Haloalkanes are classified based on the carbon they are attached to:

• Primary haloalkane: The carbon attached to the halogen is connected to only one other carbon atom.
• Secondary haloalkane: The carbon attached to the halogen is connected to two other carbon atoms.
• Tertiary haloalkane: The carbon attached to the halogen is connected to three other carbon atoms.

In Williamson's Ether Synthesis, primary haloalkanes are preferred as they are less prone to elimination reactions. Secondary and tertiary haloalkanes are more likely to participate in side reactions, reducing the yield of ether.

Metal Alkoxide

Metal alkoxides are compounds containing a metal ion bonded to an alkoxide ion (RO⁻). This ionic character is crucial in Williamson's Ether Synthesis, as it facilitates the nucleophilic substitution reaction required to form ethers.

Metal alkoxides are generally strong bases and can be prepared by reacting an alcohol with a corresponding metal. For example, potassium methoxide can be formed by combining methanol and potassium.

In the synthesis process:

• The alkoxide ion acts as a nucleophile, attacking the haloalkane's carbon atom attached to the halogen.
• This leads to the formation of an ether by replacing the halogen with the alkoxy group.
• Metal alkoxides need careful handling, as they are often reactive and sensitive to moisture.

Primary Alkyl Halide

In Williamson's Ether Synthesis, the selection of a primary alkyl halide is a strategic choice to optimize the reaction's yield and efficiency. Because primary alkyl halides have less steric hindrance, they are more susceptible to nucleophilic attack from the alkoxide ion.
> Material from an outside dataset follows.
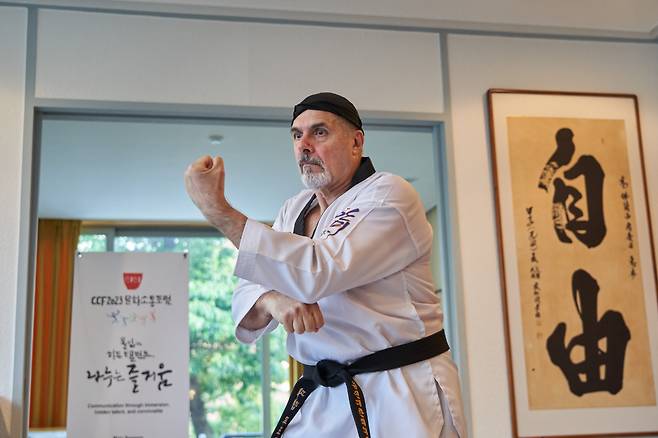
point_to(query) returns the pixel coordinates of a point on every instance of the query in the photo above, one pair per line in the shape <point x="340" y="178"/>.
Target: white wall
<point x="477" y="64"/>
<point x="13" y="40"/>
<point x="152" y="59"/>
The mechanism unfolds as follows:

• The alkoxide ion approaches the primary alkyl halide's carbon atom attached to the halogen.
• This carbon-halogen bond is weaker and more accessible than in secondary or tertiary alkyl halides.
• As a result, the nucleophilic substitution process proceeds swiftly, forming the ether and expelling the halogen as a leaving group.

Choosing a primary alkyl halide minimizes competing side reactions such as elimination, ensuring the primary product is the desired ether.

Elimination Reaction

Elimination reactions represent a common competing pathway in organic reactions involving haloalkanes, especially with secondary and tertiary alkyl halides. These reactions often result in the formation of alkenes instead of the desired ether.

They occur when:

• A base abstracts a proton adjacent to the carbon attached to the halogen.
• The former halogen leaves simultaneously, resulting in the formation of a double bond.
• Consequently, an alkene is formed rather than progressing towards ether synthesis.

In Williamson's Ether Synthesis, using primary haloalkanes is advantageous because they are less likely to undergo elimination under typical reaction conditions. This preference helps in maintaining a higher yield of the desired ether product by avoiding pathways that lead to alkene formation.